In a tangential firing system the coal is pulverized in coal mills and is carried by primary air to the furnace through coal pipes. The mills are usually a constant airflow mill and have a specific output in mass of coal ground depending on coal properties like hardness, moisture, and fineness which affect the mill output. In direct tangential firing systems, the pulverized coal from the coal mills is directly taken to the furnace.

Coal properties such as FC/VM (Fixed Carbon / Volatile Matter), particle size, oxygen, calorific value of the coal, reactivity, and ash content seem to be the most important variables for pulverised coal combustion in tangentially fired boilers, and they are highly inter-related.

The total quantity of coal to be pulverized for a specified size of boiler at a designed efficiency will depend on the calorific value of coal. As the ash content in coal goes up, the calorific value per unit mass of coal comes down. This increases the mass of coal to be prepared, which in turn increases the number of mills or elevations needed in a tangential firing system.

The secondary air required for combustion is sent into the furnace through a windbox housing the coal nozzles, oil guns, and the secondary air nozzles. Behind the coal nozzles there are fuel-air dampers which are used for keeping the flame front away from the coal nozzles by at least one meter from the tip. This is required to prevent the coal nozzle tips from getting burnt due to radiation from coal flame. The flame front is predominantly affected by the volatile matter in coal and the fuel air damper is modulated for controlling the flame front. As the fuel air dampers are opened, more secondary air goes through this damper and physically pushes the flame front away. However, when the flame front is already away from the nozzle tip, the fuel air damper needs to be closed fully.

Combustion air

The total air quantity for combustion in a boiler will depend upon the million kilocalories being fired to generate steam at a specified parameter. This total air is divided into primary air and secondary air in the ratio of 30 % and 70%. As the ash percentage goes up in coal, the amount of mill air flow goes up, as the number of mills to be in operation goes up. This results in an upset between primary and secondary air ratio.

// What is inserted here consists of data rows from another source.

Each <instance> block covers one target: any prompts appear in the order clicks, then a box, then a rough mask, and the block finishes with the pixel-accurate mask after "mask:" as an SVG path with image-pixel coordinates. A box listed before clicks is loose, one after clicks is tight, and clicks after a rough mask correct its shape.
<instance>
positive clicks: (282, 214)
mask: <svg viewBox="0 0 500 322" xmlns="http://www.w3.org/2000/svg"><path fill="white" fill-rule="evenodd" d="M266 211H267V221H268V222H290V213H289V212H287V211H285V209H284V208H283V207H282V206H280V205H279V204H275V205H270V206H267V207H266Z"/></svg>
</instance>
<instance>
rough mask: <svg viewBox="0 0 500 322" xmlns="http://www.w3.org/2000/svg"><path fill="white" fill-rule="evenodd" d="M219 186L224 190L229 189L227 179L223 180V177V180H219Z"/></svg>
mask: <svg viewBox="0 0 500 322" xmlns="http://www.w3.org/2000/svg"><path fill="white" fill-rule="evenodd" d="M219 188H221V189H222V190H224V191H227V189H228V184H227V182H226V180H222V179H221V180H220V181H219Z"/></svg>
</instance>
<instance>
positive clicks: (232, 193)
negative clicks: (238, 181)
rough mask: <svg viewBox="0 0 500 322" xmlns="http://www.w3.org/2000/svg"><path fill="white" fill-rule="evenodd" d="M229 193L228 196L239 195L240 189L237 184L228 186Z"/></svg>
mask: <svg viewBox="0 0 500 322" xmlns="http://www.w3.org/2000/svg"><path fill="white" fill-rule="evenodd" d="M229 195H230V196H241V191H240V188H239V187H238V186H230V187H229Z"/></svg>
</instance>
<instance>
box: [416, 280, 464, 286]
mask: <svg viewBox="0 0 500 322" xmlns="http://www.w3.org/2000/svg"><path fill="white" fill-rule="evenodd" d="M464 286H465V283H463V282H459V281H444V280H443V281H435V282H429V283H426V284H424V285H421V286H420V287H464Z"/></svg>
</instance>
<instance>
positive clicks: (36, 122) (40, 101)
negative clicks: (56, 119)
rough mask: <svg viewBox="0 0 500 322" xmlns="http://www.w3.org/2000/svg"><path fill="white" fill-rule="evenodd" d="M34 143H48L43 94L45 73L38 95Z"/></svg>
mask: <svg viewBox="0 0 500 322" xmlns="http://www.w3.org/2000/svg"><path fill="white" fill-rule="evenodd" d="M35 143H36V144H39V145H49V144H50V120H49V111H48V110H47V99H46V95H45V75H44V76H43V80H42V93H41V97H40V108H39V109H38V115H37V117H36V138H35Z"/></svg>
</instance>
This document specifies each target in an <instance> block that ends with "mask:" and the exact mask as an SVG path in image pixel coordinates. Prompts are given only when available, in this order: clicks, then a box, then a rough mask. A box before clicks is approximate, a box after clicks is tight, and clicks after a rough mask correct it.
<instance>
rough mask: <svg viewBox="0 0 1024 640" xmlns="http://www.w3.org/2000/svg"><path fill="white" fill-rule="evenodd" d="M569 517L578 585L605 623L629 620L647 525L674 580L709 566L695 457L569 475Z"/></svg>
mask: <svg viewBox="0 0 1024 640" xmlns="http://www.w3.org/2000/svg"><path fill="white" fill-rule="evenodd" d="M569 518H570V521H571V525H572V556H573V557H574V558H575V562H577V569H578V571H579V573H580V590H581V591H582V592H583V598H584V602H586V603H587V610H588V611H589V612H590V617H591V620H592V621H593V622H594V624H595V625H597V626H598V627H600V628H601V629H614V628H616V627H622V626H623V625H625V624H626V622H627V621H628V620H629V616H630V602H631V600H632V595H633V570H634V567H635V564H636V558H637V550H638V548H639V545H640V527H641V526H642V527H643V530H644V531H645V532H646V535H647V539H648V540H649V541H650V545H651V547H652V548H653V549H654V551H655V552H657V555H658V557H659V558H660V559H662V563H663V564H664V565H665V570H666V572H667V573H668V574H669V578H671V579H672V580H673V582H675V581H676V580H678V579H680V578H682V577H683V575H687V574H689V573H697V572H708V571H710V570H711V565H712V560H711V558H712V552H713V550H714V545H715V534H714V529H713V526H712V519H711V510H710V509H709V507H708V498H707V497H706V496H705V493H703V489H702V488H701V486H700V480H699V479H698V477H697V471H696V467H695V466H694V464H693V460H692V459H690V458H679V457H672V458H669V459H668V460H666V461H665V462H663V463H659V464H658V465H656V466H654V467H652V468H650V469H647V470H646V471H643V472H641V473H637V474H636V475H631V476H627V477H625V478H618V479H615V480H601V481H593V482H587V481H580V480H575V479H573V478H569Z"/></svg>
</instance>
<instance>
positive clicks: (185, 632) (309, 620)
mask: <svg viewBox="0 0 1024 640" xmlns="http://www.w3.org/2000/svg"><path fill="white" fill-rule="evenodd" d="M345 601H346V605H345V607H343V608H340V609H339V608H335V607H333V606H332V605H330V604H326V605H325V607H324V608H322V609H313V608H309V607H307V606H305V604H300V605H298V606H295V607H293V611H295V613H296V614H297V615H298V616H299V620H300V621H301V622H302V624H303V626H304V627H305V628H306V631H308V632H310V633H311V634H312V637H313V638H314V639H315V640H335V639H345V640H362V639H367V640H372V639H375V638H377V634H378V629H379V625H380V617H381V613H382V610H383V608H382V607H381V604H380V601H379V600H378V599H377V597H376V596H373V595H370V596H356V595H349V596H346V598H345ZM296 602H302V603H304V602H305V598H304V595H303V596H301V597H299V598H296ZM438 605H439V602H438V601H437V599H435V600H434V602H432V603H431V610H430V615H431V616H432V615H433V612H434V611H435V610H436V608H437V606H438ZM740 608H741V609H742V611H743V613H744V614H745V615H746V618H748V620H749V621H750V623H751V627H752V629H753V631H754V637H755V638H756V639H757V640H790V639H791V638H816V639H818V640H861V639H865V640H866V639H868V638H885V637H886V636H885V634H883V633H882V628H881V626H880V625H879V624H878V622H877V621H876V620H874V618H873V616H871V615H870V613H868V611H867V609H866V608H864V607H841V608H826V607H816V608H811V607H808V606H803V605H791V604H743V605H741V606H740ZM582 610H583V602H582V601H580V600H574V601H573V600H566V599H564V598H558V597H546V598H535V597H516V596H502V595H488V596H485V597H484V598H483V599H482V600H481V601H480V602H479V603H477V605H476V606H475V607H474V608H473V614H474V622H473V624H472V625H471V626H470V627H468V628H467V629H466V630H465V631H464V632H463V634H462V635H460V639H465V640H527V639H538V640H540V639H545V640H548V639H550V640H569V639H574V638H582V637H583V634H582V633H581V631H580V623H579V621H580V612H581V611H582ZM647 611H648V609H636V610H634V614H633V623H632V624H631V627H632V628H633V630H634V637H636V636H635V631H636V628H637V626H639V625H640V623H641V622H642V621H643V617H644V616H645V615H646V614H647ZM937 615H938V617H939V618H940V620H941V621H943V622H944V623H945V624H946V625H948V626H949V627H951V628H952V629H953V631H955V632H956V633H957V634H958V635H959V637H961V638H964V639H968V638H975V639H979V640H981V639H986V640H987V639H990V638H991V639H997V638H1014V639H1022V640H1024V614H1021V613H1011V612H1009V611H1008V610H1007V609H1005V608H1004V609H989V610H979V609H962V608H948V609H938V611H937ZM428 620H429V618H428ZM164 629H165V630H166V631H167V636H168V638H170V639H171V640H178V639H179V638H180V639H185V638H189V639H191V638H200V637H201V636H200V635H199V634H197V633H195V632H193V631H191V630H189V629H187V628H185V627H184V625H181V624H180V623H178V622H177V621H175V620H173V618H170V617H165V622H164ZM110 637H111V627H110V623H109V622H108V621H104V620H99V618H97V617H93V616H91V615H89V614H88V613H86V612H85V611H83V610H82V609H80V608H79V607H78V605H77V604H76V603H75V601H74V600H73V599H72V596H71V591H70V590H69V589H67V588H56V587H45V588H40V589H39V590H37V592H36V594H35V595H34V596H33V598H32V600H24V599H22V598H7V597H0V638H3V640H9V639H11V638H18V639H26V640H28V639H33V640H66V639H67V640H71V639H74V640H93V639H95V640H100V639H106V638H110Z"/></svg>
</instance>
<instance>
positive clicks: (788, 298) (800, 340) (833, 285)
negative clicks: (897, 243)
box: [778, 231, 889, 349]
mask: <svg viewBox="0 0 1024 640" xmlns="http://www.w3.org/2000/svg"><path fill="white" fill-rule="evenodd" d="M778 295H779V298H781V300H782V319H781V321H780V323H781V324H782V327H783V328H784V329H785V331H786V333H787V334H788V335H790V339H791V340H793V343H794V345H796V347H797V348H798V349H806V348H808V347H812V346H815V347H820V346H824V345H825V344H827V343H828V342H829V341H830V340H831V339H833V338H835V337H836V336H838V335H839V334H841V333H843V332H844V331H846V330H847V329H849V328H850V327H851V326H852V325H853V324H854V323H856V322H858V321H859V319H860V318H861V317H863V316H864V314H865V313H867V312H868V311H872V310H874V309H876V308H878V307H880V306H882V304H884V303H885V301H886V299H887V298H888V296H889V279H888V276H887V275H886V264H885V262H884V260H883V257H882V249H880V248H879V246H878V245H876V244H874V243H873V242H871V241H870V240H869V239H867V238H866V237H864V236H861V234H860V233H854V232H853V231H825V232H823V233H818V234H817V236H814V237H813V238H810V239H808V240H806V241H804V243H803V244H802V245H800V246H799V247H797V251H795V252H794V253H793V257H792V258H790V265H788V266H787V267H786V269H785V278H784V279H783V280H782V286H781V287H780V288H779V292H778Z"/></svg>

Tuning combustion in high ash pulverized coal fired boilers having direct tangential firing systems should address all the above said factors.

Combustion tuning steps

  • Operate the boiler at a constant load and designed steam parameters
  • Keep the excess air around 20 to 25%
  • Load all the mills equally and keep only the minimum number of mills required
  • Adjust the mill fineness to the required level – normally 75% through 200 mesh and less than 2% on 50 mesh sieve
  • Keep the mill outlet temperature close to 85 to 90 degrees centigrade
  • Adjust the mill air flow to just above the settling velocity
    • Note the operating mill air flow reading and reduce the mill air flow in steps of 0.5 to 1 t/hr wait for a minimum of 15 minutes before reducing again
    • Watch the furnace draft while doing this, when a small fluctuation starts then stop reducing the air flow and note the reading
    • Increase the air flow above that was being maintained before reduction and keep it for 30 minutes – this clears off any settling in the coal pipe
    • Now keep the mill air flow at the flow value noted when furnace fluctuation started plus about 1 t/hr, make sure no furnace pressure fluctuation is seen
    • Repeat this for all the mills one by one
  • This ensures minimum primary air flow being used for transporting the high ash coal powder to the furnace
  • Check the flame front if it is one meter away from the coal nozzle tip then close all fuel air dampers. If volatile matter in coal is 20% or less this condition gets satisfied
  • Keep the windbox pressure of 80 to 100 mm of water column
  • Watch the furnace for the flame conditions like brightness and flickering

The steps carried out will help to achieve combustion at optimal level. Optimum combustion in the boiler will ensure performance of the boiler within a desired limit.